Sorry I am still not getting it.

i know that fn = (golden ratio)^n but i don't really see how to do this.

Is there another way?

Maybe there's another way but I don't know what it is. You tell me. Call Tn the set of the powers of ten less than n. IF you can prove that for sufficiently large n that the number of ways of selecting k members of Tn is less than n, wouldn't that prove it? And, yes, Fn~(golden ratio)^n. If you have a proof for the powers of ten, then you should be able to see how to handle the fibonaccis. Modulo details.

 

[SNOOTCHIEBOOCHEE]

In class he did a method (by counting) to show that there exist numbers that are not the sum of 2 fibb numbers.

That is.

ther eare only 11 fibb numbers <200 so if 200>= n = fn+fs <= 144

201 choices... 12 choices each

at least 57 #'s <200 are not the sums of 2 fibbs... not sure if this can be used.

Using your method I am guessing we would have to take some Mod 10 of Tn.

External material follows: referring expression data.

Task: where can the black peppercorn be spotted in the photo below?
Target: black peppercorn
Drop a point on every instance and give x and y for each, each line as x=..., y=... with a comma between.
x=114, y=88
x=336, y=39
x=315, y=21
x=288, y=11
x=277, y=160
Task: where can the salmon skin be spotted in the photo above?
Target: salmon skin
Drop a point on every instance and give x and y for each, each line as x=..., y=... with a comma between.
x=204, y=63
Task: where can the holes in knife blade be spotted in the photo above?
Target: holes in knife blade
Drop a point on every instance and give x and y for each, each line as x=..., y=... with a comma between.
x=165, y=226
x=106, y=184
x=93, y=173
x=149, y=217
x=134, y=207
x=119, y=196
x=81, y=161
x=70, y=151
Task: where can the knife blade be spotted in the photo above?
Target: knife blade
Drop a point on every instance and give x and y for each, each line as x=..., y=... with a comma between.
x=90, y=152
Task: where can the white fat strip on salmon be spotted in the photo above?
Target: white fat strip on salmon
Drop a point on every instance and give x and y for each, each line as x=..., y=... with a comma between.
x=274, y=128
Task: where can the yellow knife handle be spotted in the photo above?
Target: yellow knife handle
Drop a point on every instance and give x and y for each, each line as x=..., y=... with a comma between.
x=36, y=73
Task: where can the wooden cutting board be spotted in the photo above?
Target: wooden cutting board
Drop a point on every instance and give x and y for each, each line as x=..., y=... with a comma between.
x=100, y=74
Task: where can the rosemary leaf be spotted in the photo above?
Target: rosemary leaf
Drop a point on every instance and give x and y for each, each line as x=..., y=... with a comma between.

and show that K choose Tn < n.

Also applying this method to the fibbonaci one, what modulus base would i have to use? did i even pic the right one for the powers of 10?

 

[Dick]

I'm suggesting the same method. So if n is a large number approximately how many Fibonacci's less than n?

 

[SNOOTCHIEBOOCHEE]

n-1 fibbs less than n?

 

[Dick]

n-1 fibbs less than n?

? Where did that come from? You said that the mth Fibonacci fm is approximately P^m (where P is the golden ratio). So to find the number of fm's less than n you want to solve fm=P^m=n.

 

[SNOOTCHIEBOOCHEE]

Ok.
(log(n))^m<n

?

 

[Dick]

Ok.
(log(n))^m<n

?

This isn't going very well. Solve P^m=n for m. Take the log of both sides and solve for m. Review a chapter on logs if you have to.

 

[SNOOTCHIEBOOCHEE]

ok

m= log (n)/ Log (P)

 

[Dick]

ok

m= log (n)/ Log (P)

That's better. So m is approximately the number of fibonacci's less than n. How many ways are there to choose k of them?

 

[SNOOTCHIEBOOCHEE]

m choose k

 

[Dick]

m choose k

Nope. That's the number of ways to choose k DIFFERENT numbers. These k numbers don't all have to be different. Count by choosing the numbers one at a time. How many choices for the first number? How many choices for the second? Etc. (This is actually counting the number of ordered choices, the number of unordered choices is actually less, but that's ok. Since we are going to show the number of choices is too small anyway.) Come think of it, you don't have to choose k numbers either. You could choose less than k. Let's fix that by making 0 one of the options for a choice as well.

 

[SNOOTCHIEBOOCHEE]

so it would be m^k then.

would including zero make it (m+1)^k?

 

[Dick]

so it would be m^k then.

would including zero make it (m+1)^k?

Right, but you'll see the +1 doesn't make much difference, and m is only the approximate number of fibonacci's anyway. Let's just go with m^k. Now can you show you can find an n large enough that m^k=(log(n)/log(P))^k<n?

 

[SNOOTCHIEBOOCHEE]

wouldnt we just have to choose some n larger than log(n) / log (p) ^k?

 

[Dick]

wouldnt we just have to choose some n larger than log(n) / log (p) ^k?

There's an 'n' in both expressions. You can't, for example, just pick an n>n^2. You have show such a choice exists. There is something to prove.